Cempra’s Q4 review today includes a slate of new setbacks, ranging from a failure for a Phase III non-inferiority trial of its antibiotic solithromycin in gonorrhea to an early end of an exploratory study in NASH as well as a decision to shutter a trial in COPD based on safety concerns. And with the fate of its lead program up in the air, the biotech followed up with a top-to-bottom restructuring, slashing most of its payroll as it sought to conserve cash.
The biotech is cutting 67% of its workforce, dropping from 136 to 45 employees with “significant reductions in external spending related to commercial preparedness and non-essential activities,” Cempra reported. “The principal objective of the reductions is to enable us to conserve our financial resources as we evaluate the best path forward with our existing pipeline and potential business development opportunities.”
Following closely on the heels of a successful head-to-head Phase III matchup of its oral antibiotic fusidic acid against an old standby, investors were reminded once again why solithromycin has been such a huge disappointment, earning a rejection by the FDA last December based on safety fears.
The biotech’s shares $CEMP turned south again, dropping 20% by mid-morning.
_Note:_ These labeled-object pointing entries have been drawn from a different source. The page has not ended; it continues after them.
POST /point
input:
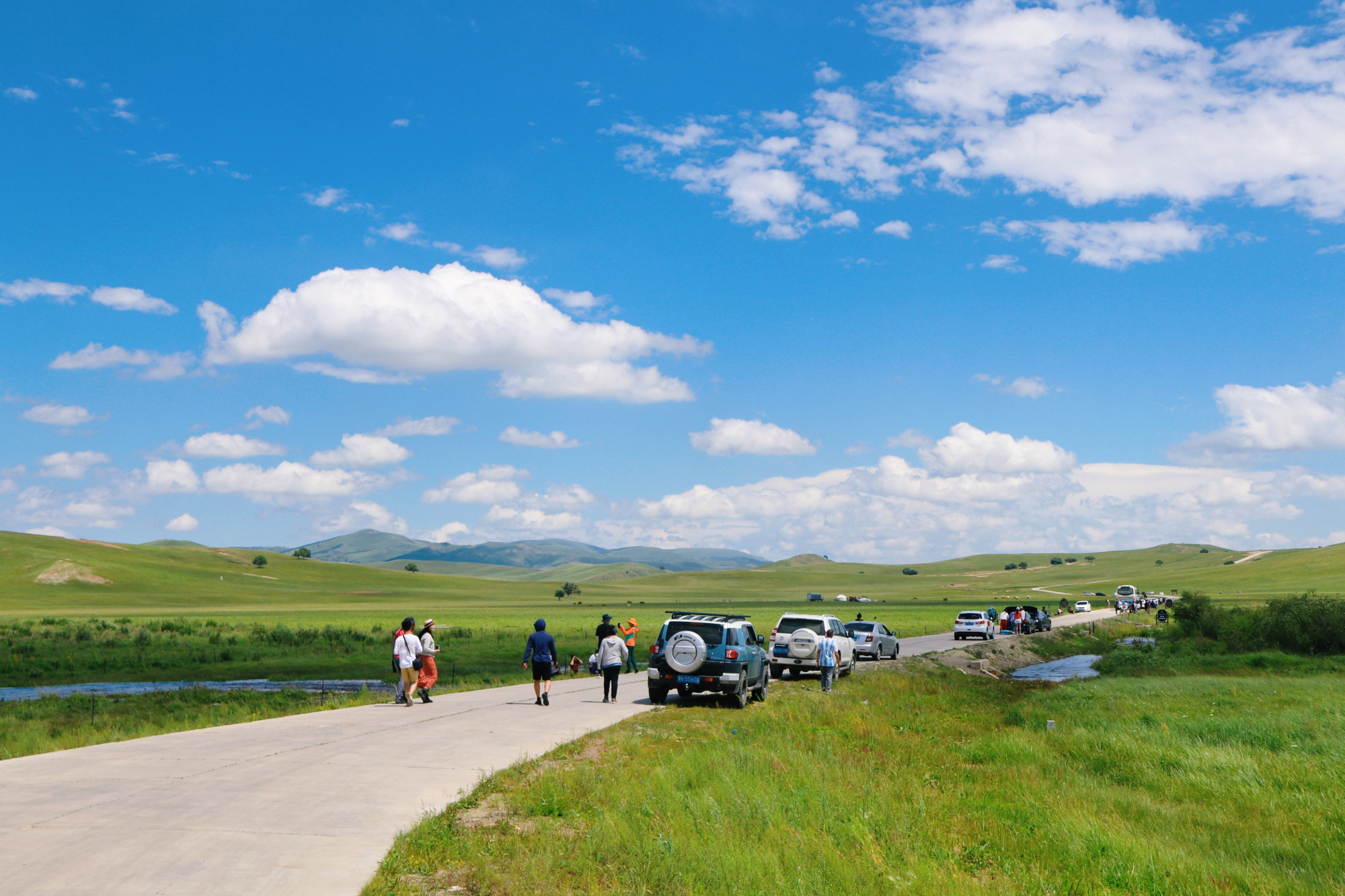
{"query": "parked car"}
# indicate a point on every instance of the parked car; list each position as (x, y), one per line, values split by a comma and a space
(874, 639)
(794, 643)
(973, 623)
(716, 653)
(1036, 619)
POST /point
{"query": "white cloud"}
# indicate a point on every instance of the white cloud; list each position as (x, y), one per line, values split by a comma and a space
(1082, 100)
(910, 439)
(423, 427)
(968, 450)
(155, 366)
(500, 259)
(1003, 263)
(289, 482)
(899, 229)
(827, 75)
(361, 451)
(68, 464)
(576, 300)
(492, 485)
(233, 446)
(1114, 244)
(184, 524)
(32, 288)
(446, 533)
(362, 514)
(1022, 386)
(171, 477)
(59, 415)
(275, 415)
(750, 438)
(128, 299)
(449, 319)
(404, 232)
(1303, 417)
(531, 439)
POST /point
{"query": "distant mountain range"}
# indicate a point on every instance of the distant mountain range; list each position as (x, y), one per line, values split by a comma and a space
(373, 546)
Its quarterly update today included:
While solithromycin demonstrated high success rates of 80.5 percent in the microbiological intent to treat (mITT) population (defined as achievement of a negative urethral or cervical swab culture at day seven to eight among those patients who had culture confirmation of GC infection at baseline) and 91.3 percent in the microbiologically evaluable (ME) population (comprised of those patients with a positive baseline culture who returned for their follow-up evaluation), and showed a 100 percent success rate for females in the ME population, solithromycin did not demonstrate non-inferiority (NI) to standard of care treatment given the pre-specified 10 percent NI margin in the mITT population. The success rates for CTX/AZI in the mITT and ME populations were 84.5 percent and 100 percent, respectively.
The company went on to say that “we believe that the small number of solithromycin treatment failures observed in SOLITAIRE-U could be reduced in an approval-enabling study with an adjustment to the dosing regimen, as we believe the treatment failures were most likely related to the duration of study drug exposure at the site of infection.”
They plan to talk it over with the FDA, which clearly has deep concerns about solithromycin. But they don’t plan to revisit NASH and COPD any time soon. In COPD, investigators raised a red flag over airway inflammation in patients, bringing up fresh concerns for an antibiotic already tied to liver toxicity.